Better still is to use a tabular model based on user meta data to construct your initial embedding vector. When a user signs up, think about what questions you could ask them that could help you to understand their tastes. Then you can create a model where the dependent variable is a user's embedding vector, and the independent variables are the results of the questions that you ask them, along with their signup metadata. We will see in the next section how to create these kinds of tabular models. (You may have noticed that when you sign up for services such as Pandora and Netflix, they tend to ask you a few questions about what genres of movie or music you like; this is how they come up with your initial collaborative filtering recommendations.)
One thing to be careful of is that a small number of extremely enthusiastic users may end up effectively setting the recommendations for your whole user base.
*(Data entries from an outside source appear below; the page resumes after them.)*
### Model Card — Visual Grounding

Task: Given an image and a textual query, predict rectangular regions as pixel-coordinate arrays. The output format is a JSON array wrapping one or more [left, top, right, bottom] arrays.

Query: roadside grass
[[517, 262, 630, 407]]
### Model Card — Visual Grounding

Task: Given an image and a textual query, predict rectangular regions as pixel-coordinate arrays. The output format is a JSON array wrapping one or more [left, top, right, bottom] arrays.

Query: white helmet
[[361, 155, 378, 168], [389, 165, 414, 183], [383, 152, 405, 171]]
This is a very common problem, for instance, in movie recommendation systems. People that watch anime tend to watch a whole lot of it, and don't watch very much else, and spend a lot of time putting their ratings on websites. As a result, anime tends to be heavily overrepresented in a lot of best ever movies lists. In this particular case, it can be fairly obvious that you have a problem of representation bias, but if the bias is occurring in the latent factors then it may not be obvious at all.
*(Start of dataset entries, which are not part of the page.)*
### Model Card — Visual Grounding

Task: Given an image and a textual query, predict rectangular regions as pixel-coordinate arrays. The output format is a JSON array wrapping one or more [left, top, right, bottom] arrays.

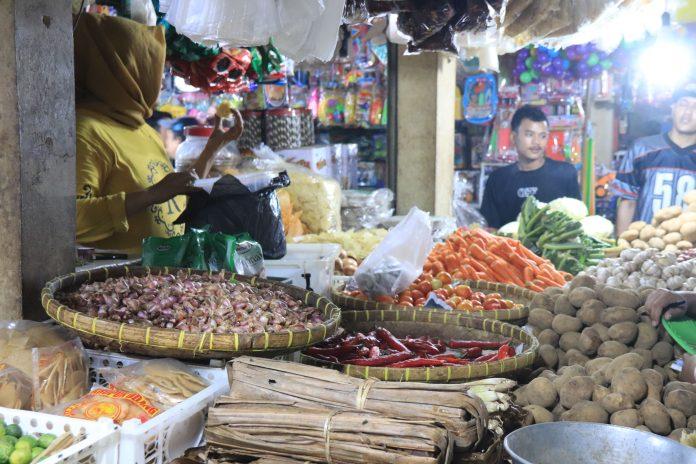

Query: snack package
[[99, 359, 210, 409], [60, 388, 161, 424], [0, 321, 89, 411], [355, 207, 433, 298], [0, 363, 33, 409]]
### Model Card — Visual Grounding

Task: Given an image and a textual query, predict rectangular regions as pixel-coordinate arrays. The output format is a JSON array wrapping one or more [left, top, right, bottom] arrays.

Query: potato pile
[[516, 275, 696, 439], [617, 190, 696, 251]]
Such a problem can change the entire makeup of your user base, and the behavior of your system. This is particularly true because of positive feedback loops. If a small number of your users tend to set the direction of your recommendation system, then they are naturally going to end up attracting more people like them to your system. And that will, of course, amplify the original representation bias. This type of bias has a natural tendency to be amplified exponentially. You may have seen examples of company executives expressing surprise at how their online platforms rapidly deteriorated in such a way that they expressed values at odds with the values of the founders. In the presence of these kinds of feedback loops, it is easy to see how such a divergence can happen both quickly and in a way that is hidden until it is too late.
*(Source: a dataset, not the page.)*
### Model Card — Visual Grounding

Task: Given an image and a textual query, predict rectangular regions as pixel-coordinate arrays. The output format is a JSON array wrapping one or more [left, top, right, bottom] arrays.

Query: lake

In a self-reinforcing system like this, we should probably expect these kinds of feedback loops to be the norm, not the exception. Therefore, you should assume that you will see them, plan for that, and identify up front how you will deal with these issues. Try to think about all of the ways in which feedback loops may be represented in your system, and how you might be able to identify them in your data. In the end, this is coming back to our original advice about how to avoid disaster when rolling out any kind of machine learning system. It's all about ensuring that there are humans in the loop; that there is careful monitoring, and a gradual and thoughtful rollout.